Perkuat Ekosistem Pariwisata, Ketum PHRI Minta Keseriusan Pemerintah Tangani OTA Asing

OTA asing
Ketua Umum PHRI Hariyadi Sukamdani membuka rapat kerja nasional PHRI IV di Hotel Swissbel Hotel, Harbour Bay, Batam, Kamis 22 Februari 2024. Foto: istimewa

Batam (gokepri) – Ketua Umum Perhimpunan Hotel dan Restoran Indonesia (PHRI) Hariyadi Sukamdani menegaskan bahwa industri pariwisata nasional masih belum pulih sepenuhnya meskipun status pandemi Covid-19 telah dicabut menjadi endemi. Diperlukan keseriusan dari seluruh pelaku industri pariwisata untuk menggairahkan ekonomi nasional.

Hal ini disampaikan Hariyadi dalam sambutannya pada Rapat Kerja Nasional (Rakernas) IV Tahun 2024 di Swissbel Hotel, Harbour Bay, Batam, Kamis (22/2/2024).

“Kita perlu memperkuat ekosistem pariwisata untuk mempercepat pertumbuhan ekonomi Indonesia. Pariwisata tidak bisa berdiri sendiri, tapi harus saling melengkapi,” jelas Hariyadi.

Baca Juga: RAKERNAS PHRI 2024: Pengusaha Hotel Bahas Dampak Agen Perjalanan Online Asing

Berdasarkan data, kontribusi industri pariwisata terhadap PDB nasional mengalami penurunan signifikan dari Rp786,3 triliun pada 2019 menjadi Rp346 triliun pada 2020. Total kerugian yang dialami sektor pariwisata ditaksir mencapai Rp85,7 triliun.

Untuk meningkatkan kontribusi pariwisata terhadap perekonomian nasional, PHRI mendorong peningkatan peran digitalisasi melalui online travel agent (OTA). Namun, potensi tersebut terhambat oleh praktik usaha OTA asing yang diduga tidak mempertimbangkan pertumbuhan industri pariwisata lokal.

“Kita kurang serius menangani pariwisata. Masih belum satu irama antara pelaku usaha, dukungan pemerintah yang kurang, dan parlemen untuk pariwisata,” tegas Hariyadi.

Salah satu sorotan utama PHRI adalah praktik OTA asing yang tidak patuh pada standar peraturan yang sama seperti perusahaan yang berbasis di Indonesia. Dikhawatirkan, OTA asing ini akan mengeksploitasi pasar Indonesia tanpa memenuhi persyaratan kepatuhan yang sama dengan OTA lokal.

“Mereka tidak melakukan pembayaran pajak penghasilan (PPh) sesuai regulasi seperti OTA lokal, jadi pajak ini ditanggung oleh hotel.

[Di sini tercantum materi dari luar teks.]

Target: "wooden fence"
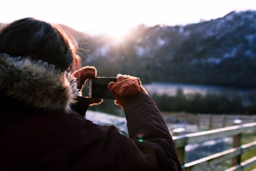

Pasalnya OTA asing ini tidak mendaftar sebagai Perdagangan Melalui Sistem Elektronik (PSE) serta tidak memiliki badan usaha tetap sehingga tidak dikenakan pajak,” papar Hariyadi.

Oleh karena itu, PHRI meminta pemerintah serius dalam menangani hilangnya potensi pajak di Indonesia dan menciptakan asas keadilan antara travel agent Asing atau OTA Asing dan OTA lokal.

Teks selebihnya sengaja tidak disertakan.